Public
Forum
Payday Loans: Helpful or Harmful?
Sunday, April
6, 2008
3:00 p.m. in the sanctuary
This
is event is free, and the public is welcome to attend.
In 2000, the Arizona state legislature made it legal for lenders to make payday loans. These loans are for $50 to $500 dollars and are secured by a post-dated check for the amount of the loan plus interest. The interest charged on these loans is 15% for a two- week period; that’s an annualized interest rate of 390%. It’s estimated that Pima County residents pay interest on payday loans of $20 million each year.
The statute limits borrowers to one payday loan at a time; however, lenders are not required to do any research to insure that there are no other outstanding payday loans. The law also specifies that the loan may be extended no more than three times. An example of an extension: An individual borrows $500, leaving a check for $575 (to cover principal and interest) and finds he/she is unable to cover the check two weeks later. They have the option to pay the lender $75 in interest and replace the $575 check with another one dated two weeks later.
Despite the limit on extensions, it often doesn’t work this way. There have been many cases reported of individuals paying on a loan for more than eight weeks or with multiple loans. A recent article in the
Arizona Daily Star described a woman with six loans at one time. She worked in the mortgage industry and was looking for an easy way to deal with her shrinking income. Trying to keep up with the payday loans led to her getting behind on her other bills. Her credit score has gone from 742 to 500. She’s taken a second job as a bartender, and is still struggling with the payment plan she’s worked out with her lenders. While she accepts responsibility for the choices she made, she says, “. . . they make it so easy. As long as you have a pay stub, they’ll give you the money.” In her case, the payday loans didn’t help her financial crisis; they made it worse.

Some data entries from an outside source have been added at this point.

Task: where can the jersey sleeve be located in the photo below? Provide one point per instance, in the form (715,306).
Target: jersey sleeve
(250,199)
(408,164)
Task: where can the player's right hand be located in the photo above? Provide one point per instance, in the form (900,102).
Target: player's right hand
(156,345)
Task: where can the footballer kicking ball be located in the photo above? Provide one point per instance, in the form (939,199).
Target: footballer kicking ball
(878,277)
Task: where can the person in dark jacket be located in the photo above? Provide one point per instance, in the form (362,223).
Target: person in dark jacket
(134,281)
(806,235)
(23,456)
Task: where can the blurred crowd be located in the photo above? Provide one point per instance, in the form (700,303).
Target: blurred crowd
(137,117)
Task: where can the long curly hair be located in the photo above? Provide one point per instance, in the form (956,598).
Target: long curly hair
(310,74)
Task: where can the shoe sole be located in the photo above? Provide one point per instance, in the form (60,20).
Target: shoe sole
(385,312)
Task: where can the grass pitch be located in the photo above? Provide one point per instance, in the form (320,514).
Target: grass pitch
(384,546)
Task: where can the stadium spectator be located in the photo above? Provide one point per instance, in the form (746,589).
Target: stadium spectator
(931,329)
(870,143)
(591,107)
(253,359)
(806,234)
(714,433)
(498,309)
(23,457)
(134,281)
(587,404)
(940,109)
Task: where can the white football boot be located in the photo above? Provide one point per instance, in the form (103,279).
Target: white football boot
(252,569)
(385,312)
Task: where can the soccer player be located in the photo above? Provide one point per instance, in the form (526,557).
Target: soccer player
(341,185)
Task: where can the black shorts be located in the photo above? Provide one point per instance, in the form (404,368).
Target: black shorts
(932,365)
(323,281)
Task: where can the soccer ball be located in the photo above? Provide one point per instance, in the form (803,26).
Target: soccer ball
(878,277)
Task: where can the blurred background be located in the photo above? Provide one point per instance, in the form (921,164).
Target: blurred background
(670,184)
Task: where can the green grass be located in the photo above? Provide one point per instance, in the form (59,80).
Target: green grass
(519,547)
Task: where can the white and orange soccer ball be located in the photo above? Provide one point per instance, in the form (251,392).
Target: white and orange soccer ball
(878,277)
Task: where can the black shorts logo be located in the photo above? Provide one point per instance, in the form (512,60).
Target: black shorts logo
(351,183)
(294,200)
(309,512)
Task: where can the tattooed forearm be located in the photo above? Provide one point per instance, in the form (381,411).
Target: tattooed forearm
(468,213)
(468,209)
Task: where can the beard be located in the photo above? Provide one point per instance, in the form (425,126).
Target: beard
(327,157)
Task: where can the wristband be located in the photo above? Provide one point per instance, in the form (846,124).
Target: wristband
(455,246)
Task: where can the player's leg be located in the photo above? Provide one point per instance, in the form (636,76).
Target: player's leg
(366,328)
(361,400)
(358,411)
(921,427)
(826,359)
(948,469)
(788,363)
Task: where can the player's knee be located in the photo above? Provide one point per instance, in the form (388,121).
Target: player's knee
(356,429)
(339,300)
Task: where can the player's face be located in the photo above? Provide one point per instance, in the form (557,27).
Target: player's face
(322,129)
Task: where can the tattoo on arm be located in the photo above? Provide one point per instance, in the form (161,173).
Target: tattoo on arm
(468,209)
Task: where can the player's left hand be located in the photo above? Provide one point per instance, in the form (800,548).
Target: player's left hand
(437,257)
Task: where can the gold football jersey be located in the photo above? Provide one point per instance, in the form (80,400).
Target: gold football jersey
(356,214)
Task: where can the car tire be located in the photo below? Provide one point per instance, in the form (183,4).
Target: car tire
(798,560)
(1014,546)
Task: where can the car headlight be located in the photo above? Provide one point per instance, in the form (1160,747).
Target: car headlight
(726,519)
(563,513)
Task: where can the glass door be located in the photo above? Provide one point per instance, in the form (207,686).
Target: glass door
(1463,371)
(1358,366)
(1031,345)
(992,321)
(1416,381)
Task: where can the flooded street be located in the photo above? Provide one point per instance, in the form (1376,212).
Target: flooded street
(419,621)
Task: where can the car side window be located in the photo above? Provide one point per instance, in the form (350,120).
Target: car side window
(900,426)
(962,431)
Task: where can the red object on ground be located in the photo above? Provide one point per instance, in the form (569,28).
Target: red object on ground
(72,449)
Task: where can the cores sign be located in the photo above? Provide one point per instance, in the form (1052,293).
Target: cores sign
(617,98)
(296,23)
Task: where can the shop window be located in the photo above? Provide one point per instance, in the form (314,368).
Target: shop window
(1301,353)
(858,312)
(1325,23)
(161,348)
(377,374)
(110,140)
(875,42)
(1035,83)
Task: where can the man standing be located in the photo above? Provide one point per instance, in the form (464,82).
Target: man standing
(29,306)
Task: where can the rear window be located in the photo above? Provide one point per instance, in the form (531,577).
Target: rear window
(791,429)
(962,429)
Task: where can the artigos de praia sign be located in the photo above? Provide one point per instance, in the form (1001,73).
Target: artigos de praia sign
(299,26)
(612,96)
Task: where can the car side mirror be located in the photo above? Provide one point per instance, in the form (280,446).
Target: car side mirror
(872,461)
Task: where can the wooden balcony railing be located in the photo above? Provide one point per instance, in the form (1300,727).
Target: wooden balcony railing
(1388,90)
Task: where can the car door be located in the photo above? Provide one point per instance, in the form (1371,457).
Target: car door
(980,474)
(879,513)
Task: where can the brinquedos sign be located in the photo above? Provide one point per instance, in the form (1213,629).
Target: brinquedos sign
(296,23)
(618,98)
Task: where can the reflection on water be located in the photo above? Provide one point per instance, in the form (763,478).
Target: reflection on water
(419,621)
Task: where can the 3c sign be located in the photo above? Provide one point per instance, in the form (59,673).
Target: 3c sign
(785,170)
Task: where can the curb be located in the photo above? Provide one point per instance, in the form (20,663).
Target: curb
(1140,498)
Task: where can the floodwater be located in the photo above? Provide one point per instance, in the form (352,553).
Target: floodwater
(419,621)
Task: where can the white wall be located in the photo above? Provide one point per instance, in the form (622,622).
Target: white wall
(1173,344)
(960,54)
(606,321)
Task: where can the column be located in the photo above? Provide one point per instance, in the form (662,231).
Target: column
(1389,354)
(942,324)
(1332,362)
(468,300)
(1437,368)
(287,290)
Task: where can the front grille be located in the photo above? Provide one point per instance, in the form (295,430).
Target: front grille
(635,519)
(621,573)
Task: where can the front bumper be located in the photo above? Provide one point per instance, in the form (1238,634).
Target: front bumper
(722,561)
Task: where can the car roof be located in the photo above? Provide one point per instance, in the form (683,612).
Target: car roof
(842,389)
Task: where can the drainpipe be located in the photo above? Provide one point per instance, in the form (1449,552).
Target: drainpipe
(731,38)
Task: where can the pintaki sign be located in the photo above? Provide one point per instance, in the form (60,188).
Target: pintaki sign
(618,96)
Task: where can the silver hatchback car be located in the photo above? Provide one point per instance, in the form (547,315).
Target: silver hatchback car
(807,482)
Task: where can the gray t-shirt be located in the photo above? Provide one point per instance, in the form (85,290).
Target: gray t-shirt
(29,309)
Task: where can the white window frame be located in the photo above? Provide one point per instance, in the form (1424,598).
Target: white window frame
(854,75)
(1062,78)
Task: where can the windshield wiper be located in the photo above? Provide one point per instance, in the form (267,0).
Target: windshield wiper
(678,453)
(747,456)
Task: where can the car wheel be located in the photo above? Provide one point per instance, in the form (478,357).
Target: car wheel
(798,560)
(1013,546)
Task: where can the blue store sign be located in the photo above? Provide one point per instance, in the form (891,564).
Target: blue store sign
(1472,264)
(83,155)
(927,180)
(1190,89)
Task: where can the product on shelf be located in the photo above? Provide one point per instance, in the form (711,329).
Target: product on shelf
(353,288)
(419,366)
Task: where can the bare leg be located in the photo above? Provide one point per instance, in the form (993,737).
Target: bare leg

In some cases lenders will negotiate payment plans, but the number of borrowers being sued by payday lenders is increasing in Pima County – from 15 per month in 2002 to 135 in May 2007. Those being sued have not always defaulted without making any payments. A situation featured on KVOA last summer described a young woman who had taken a second job and moved back in with her mother to pay off her payday loan. After paying $1,109.50 in interest and fees on her $500 loan, she stopped paying. That’s when the company sued.
The current statue is due to expire in 2010, and there is disagreement in the legislature about how to deal with this sunset provision. Should the sunset provision be removed? Should the sunset be extended to 2018? Should there be stricter regulation of this industry? Should payday loans be outlawed completely? Rep. Marian McClure has filed papers to conduct an initiative campaign to ask voters in 2008 to ban payday loans.
Discussion on this topic will take place Sunday, April 6, 2008 at 2:00 p.m. in the sanctuary. Rep. McClure and a representative of Arizonans for Financial Reform, a Political Action Committee representing the payday loan industry, will be the featured speakers. Charles Moore,
Covenant Council Chair, will act as the moderator for what promises to be a very spirited discussion.